It’s been quite some time since I posted a good old-fashioned book review. Our public library shut down back in March and is only just beginning to reopen, so a shortage of new reading material has been a bit of a problem. I mean, I know it’s insignificant compared to the hardships that so many others are facing right now, but I can’t deny that it’s annoying. Especially since we’re spending a lot of time cooped up inside at the moment. All I can say is, thank goodness for free ebooks, fast Amazon shipping, and our amazing local indie bookstore.
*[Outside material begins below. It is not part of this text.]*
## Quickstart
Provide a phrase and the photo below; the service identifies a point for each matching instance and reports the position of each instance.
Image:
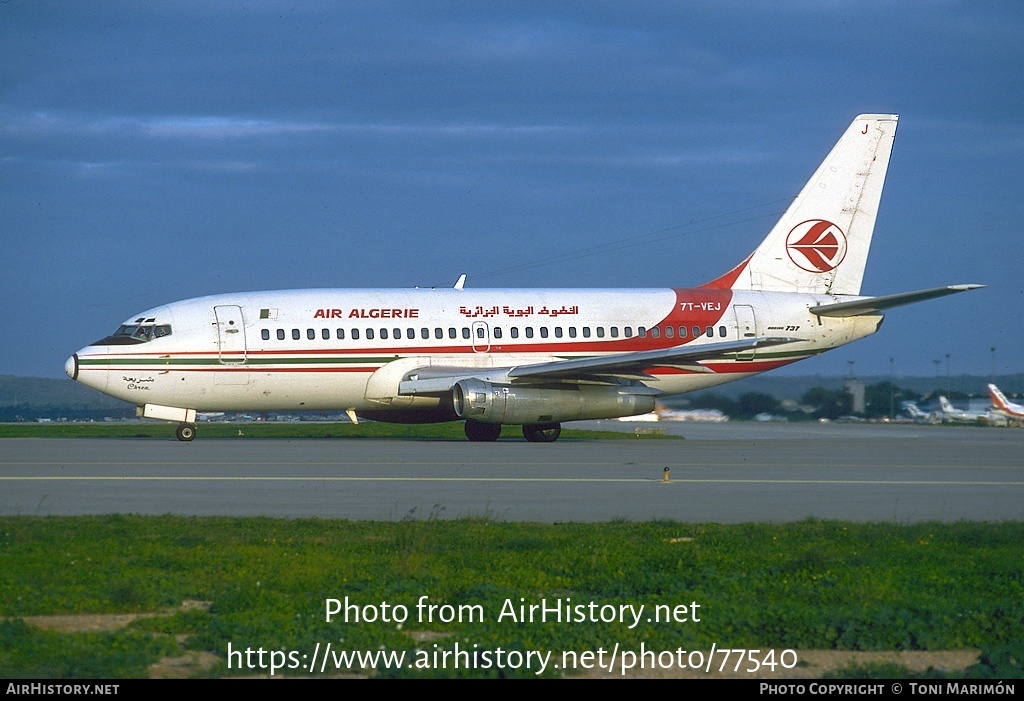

I think I would have gone crazy without them.
Who Does He Say You Are?
This was one of my Lenten reads and it did not disappoint. I highly, highly recommend this one for every woman (teen and up) who desires to enrich her faith life. This book contains so many beautiful insights and will give you so much food for prayer. It’s challenging in the very best way, and as comforting as a hug from your best friend. I can see myself coming back to it again and again when I just want a good Scriptural reflection to direct my prayer.
Sense and Sensibility
This one is a classic and was Jane Austen’s first published novel. After rewatching the BBC miniseries, I decided that it was absolutely necessary for me to read the book as soon as possible. Luckily, it’s free on Gutenberg. While it’s not my favorite Austen (Pride and Prejudice and Emma take the cake for me), I enjoyed it nonetheless; Austen’s writing is always a treat. Elinor and Marianne Dashwood serve as fantastic examples of fortitude, cheerfulness, and grace under less-than-ideal circumstances.
Genevieve of Alea
And you can buy an autographed copy of the book on Etsy!
The Club of Queer Trades
I adore Chesterton’s writing, but his novels are always a bit… well, strange. This one is no exception, but it’s also a rollicking good time! If I had to describe this book, I’d call it a hysterically funny adventure-mystery. Each chapter is more outlandish than the last, and Basil Grant is hilarious and very quotable. I think this would be a good introduction to Chesterton; it’s perfect for a reader who wants to get acquainted with his writing style, but it also doesn’t have as many heavy themes as The Man Who Was Thursday. You can read it for free on Gutenberg.
The Blue Castle
Most people know L.M. Montgomery for the Anne books, but she actually wrote many other novels! In this stand-alone story, Montgomery addresses the question, “What would you do if you only had a few months to live?” Overall, it was an enjoyable read, although I wouldn’t say it’s a contender for my favorite Montgomery. (I love Anne Shirley and Emily Starr far too much to replace them!) The protagonist, Valancy Stirling, was likable and I thought the roundabout romance was clever. I think this would be a perfect choice for teen and young adult readers who have already finished the Anne and Emily books. It’s not inappropriate at all–I don’t think Montgomery is even capable of that–but I think some of the themes would be lost on younger readers.